It was the first fantasy story I read. It was the book that made me cry like a baby, ache all over from heartbreak, hope against home and yes, dare to dream. This book spoke to me on so many levels and more than that - it taught me so much about myself.
I was a teenager at the time and I had just started to branch off into wanting to read something other than Star Wars novels - and after some searching online and through the piles of books my father had around the house, I came across this book.
I can still remember the feeling of excitement flooding through me the moment I had it in my hands after I pulled it out from the shelf above my dad's bed. I held it tight and raced down the hallway and curled up in my bed to read.
From the first page, I was hooked. I was drawn into an entirely new world, a world I could clearly picture in my head as I read - and I began to connect with the main character, Vanyel, on a level I had never connected to a character before.
His story pulled me into a vast new world where I could see clearly that he was struggling - just as I was, to figure out who he was. He was struggling to break out of the rules and expectations he had grown up, and he was struggling to find out where be belonged as a young adult.
It isn't until he leaves his home to stay with his Aunt Savil, that his life begins to change in many ways. The biggest being his bond with the charming 'Lendel (who stole my heart just as quickly as Vanyel did, to be perfectly honest).

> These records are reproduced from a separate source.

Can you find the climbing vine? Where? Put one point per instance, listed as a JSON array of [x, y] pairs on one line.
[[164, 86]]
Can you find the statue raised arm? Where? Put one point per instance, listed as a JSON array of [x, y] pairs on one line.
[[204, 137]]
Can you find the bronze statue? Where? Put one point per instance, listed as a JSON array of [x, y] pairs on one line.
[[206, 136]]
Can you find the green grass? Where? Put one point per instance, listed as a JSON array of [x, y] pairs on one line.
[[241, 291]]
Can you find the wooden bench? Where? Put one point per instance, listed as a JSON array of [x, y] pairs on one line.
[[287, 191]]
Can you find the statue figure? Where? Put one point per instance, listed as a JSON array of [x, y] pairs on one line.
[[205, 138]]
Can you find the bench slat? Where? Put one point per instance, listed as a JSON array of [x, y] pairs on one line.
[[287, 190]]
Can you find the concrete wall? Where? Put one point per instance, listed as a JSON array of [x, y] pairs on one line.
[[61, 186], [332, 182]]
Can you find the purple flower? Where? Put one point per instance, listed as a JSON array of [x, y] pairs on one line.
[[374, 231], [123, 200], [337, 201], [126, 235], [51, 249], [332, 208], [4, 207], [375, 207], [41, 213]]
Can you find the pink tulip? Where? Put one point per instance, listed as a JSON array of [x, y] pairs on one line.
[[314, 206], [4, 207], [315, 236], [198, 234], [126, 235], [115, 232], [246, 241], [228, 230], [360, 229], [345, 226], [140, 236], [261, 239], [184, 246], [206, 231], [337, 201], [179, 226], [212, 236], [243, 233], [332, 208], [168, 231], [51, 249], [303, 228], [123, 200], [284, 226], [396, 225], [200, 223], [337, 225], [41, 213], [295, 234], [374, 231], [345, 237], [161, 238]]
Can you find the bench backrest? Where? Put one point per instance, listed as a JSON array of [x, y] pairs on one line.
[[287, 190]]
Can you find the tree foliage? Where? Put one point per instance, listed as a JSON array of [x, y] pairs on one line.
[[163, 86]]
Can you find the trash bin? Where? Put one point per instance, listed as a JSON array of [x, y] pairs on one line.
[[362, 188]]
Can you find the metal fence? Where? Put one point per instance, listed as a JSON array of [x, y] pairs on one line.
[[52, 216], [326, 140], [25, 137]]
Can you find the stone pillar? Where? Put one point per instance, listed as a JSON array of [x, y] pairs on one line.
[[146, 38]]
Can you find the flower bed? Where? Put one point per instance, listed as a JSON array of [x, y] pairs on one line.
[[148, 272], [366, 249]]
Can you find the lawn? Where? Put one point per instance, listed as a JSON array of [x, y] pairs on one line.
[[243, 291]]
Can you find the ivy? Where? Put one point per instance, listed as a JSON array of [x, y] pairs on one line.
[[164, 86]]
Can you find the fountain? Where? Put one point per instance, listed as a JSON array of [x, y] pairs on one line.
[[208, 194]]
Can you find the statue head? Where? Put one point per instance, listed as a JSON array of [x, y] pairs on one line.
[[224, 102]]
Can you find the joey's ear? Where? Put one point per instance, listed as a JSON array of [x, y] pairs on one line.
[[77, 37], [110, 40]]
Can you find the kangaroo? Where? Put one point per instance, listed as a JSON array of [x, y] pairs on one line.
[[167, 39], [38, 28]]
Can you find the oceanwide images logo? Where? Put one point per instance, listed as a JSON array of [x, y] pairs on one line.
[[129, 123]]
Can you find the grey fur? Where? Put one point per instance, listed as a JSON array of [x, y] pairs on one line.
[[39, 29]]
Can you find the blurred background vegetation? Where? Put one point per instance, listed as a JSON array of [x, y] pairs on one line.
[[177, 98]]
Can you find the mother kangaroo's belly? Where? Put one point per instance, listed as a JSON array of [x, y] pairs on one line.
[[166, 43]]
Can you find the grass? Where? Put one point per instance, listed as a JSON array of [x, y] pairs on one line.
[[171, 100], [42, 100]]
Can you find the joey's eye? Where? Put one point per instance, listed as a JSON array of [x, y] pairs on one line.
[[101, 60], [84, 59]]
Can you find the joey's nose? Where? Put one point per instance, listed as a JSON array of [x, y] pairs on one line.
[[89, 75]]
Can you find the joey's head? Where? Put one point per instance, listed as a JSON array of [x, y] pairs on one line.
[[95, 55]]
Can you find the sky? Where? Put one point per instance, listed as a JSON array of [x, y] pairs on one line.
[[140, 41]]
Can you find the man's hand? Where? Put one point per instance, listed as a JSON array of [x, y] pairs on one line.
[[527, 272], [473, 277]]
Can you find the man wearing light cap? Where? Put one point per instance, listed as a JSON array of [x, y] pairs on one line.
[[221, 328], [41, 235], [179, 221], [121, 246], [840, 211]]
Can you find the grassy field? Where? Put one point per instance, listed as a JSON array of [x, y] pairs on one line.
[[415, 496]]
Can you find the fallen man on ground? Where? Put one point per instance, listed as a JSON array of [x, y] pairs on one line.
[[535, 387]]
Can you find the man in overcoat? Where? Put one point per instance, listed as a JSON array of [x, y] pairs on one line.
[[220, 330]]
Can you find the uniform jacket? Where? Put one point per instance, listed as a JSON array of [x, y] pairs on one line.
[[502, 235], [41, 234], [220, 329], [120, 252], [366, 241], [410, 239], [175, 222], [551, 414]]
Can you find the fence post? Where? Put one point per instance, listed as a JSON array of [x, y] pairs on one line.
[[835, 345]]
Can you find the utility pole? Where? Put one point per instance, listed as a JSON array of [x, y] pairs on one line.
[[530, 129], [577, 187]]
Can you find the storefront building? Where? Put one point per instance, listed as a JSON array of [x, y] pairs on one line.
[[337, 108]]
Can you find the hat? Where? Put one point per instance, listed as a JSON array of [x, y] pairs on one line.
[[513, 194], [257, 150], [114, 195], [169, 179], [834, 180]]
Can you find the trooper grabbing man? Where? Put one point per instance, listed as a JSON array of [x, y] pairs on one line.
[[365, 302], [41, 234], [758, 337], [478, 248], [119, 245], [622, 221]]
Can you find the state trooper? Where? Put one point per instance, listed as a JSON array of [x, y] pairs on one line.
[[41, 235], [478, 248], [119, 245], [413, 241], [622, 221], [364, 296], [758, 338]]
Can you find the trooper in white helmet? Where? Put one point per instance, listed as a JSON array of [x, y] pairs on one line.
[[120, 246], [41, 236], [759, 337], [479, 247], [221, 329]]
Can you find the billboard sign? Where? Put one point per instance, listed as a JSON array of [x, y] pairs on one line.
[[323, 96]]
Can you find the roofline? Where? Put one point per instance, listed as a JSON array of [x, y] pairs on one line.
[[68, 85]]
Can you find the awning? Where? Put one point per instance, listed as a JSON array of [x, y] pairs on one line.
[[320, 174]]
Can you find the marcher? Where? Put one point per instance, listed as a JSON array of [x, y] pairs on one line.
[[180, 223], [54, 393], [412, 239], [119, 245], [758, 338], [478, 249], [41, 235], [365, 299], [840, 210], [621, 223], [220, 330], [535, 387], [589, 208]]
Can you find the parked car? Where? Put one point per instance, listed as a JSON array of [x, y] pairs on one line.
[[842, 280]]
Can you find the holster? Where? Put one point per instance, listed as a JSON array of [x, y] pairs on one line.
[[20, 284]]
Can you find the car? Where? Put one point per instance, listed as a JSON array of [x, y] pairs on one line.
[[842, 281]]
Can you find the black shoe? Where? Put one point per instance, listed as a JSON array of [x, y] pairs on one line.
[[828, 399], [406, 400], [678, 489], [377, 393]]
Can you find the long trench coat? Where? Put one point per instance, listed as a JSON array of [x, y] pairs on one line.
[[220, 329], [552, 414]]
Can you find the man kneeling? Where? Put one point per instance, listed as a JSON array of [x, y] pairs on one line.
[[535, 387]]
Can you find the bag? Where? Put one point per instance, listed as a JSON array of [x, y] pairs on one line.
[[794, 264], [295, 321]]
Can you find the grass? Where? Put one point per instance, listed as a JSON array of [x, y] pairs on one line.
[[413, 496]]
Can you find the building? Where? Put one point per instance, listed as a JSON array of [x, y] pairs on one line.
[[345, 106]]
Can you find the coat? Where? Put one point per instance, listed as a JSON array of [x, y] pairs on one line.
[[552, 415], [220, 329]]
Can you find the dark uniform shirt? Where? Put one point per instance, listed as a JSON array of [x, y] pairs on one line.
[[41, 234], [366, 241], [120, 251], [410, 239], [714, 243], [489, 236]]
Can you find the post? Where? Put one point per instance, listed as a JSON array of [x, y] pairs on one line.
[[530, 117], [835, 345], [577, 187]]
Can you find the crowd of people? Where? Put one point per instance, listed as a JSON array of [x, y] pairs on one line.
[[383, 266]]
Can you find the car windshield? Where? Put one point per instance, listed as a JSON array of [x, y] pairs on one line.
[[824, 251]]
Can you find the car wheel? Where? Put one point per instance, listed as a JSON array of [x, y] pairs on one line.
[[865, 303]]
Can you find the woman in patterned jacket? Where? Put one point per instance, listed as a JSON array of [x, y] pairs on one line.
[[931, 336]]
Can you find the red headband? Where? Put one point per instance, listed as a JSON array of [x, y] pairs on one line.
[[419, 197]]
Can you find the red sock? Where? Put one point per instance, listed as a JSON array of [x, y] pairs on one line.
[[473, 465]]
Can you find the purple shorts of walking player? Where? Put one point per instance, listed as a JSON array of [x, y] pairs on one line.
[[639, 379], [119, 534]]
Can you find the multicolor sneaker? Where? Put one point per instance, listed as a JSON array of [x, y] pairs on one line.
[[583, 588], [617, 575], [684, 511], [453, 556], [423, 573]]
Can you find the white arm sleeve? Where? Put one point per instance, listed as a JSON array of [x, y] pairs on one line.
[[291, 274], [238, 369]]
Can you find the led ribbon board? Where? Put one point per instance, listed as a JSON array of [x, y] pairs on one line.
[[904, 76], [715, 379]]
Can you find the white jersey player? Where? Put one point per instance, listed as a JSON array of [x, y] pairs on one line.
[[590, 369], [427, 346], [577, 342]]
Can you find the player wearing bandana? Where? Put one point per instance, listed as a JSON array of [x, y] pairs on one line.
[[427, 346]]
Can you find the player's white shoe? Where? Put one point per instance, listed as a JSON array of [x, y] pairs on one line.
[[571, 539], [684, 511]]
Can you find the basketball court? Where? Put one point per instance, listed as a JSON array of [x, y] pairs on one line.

We see their friendship begin to form - 'Lendel slowly beings to coax Vanyel out of his shell and Vanyel begins to drop his walls that he had so carefully built up to protect himself. We see their friendship begin to grow into something more - and the night they are together - let me tell you, my heart melted.
'Lendel is now getting to know the real Vanyel, just as we are.
Unexpected tragedies strike.
Somehow, Vanyel pulls through - but it isn't an easy road. He fights it. He's lost. He's heart broken, damaged beyond belief and doesn't know how to live his life - a life he had just thought he had put back together once he had his 'Lendel.
It was this single quote that hit me with a ton of bricks, and there have been countless times over the last ten years that I've come back to this quote:
“The great love is gone. There are still little loves - friend to friend, brother to sister, student to teacher. Will you deny yourself comfort at the hearthfire of a cottage because you may no longer sit by the fireplace of a palace? Will you deny yourself to those who reach out to you in hopes of warming themselves at your hearthfire?”
Vanyel, in every way, is struggling to put the pieces of his life back together. Not only is he grieving and lost - but now he's faced with the fact that he's got this immense power he has to learn to control, another burden that he has to handle. One that at first, he isn't sure he even wants to handle - because it is the same kind of power that stole the life he was beginning to know from him.
We see Vanyel being to harness his power, and learn to live this new life he has ahead of him. We see him pick up the pieces as hard as it is and live. He lives to the fullest extent possible, and the ending of this book only proves that no matter what you face and go through - you can still make it out on top.
There are so many things I can say about this quote, but I want to leave you with this:
No matter what happens, no matter what kind of heartbreak or loss you face, you can still learn to love again. It hurts, it does, I've been there. I'm still healing - but there's always the "little loves" - your friends, your family - you can't lock yourself away and refuse to love again. When you do that - you begin to lose yourself.
When you begin to lose yourself, you run the risk of never being able to open yourself up to love again - and with love, anything is possible.